Le Conseil fédéral a mandaté des experts de l’Université de Neuchâtel afin de mener une étude approfondie sur l’exercice du droit de grève en Suisse. Constatant que les employés grévistes en Suisse ne sont pas assez protégés contre un licenciement, les experts formulent des propositions qui ont été largement rejetées lors d’une consultation menée par le Conseil fédéral en 2010.

L’«Etude sur la protection en cas d’exercice licite du droit de grève», réalisée par le Centre d’étude des relations du travail (CERT) de l’Université de Neuchâtel, vient d’être rendue publique sur le site internet de la Confédération.

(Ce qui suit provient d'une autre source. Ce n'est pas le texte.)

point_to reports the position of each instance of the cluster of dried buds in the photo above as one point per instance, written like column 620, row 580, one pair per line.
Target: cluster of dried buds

L’avis de droit examine les questions relatives au droit de grève soulevées par la plainte déposée en avril 2013 par le Syndicat suisse des services publics (SSP) auprès de l’Organisation internationale du travail (OIT).

La plainte se fonde sur le contentieux lié à la grève menée fin 2012-début 2013 par des employés de l’Hôpital de la Providence à Neuchâtel, en raison de la dénonciation de la convention collective de travail (CCT santé 21) décidée par l’hôpital. Refusant de réintégrer leur poste de travail, les grévistes ont été licenciés. Ils ont alors saisi la Chambre de conciliation du Tribunal régional neuchâtelois pour faire constater que leur licenciement était contraire à la loi. A ce jour, aucun jugement n’a encore été rendu.

Sans attendre la décision des autorités judiciaires helvétiques, le SSP a déposé, en avril 2013, une plainte contre la Suisse devant le Comité de la liberté syndicale de l’OIT pour violation des Conventions nos 87 (liberté syndicale et la protection du droit syndical) et n° 98 (droit d’organisation et de négociation collective). Le syndicat dénonce la protection insuffisante contre le licenciement abusif de grévistes. Pour rappel: le droit suisse accorde une indemnité de six mois de salaire au maximum et ne prévoit pas la réintégration du travailleur licencié.

Dans sa plainte, le SSP invite la Suisse à mettre sa législation en conformité avec les conventions de l’OIT, en prévoyant la possibilité de contraindre l’employeur à réintégrer le travailleur injustement licencié, sur le modèle de ce que prévoit la loi fédérale sur l’égalité entre hommes et femmes (LEg).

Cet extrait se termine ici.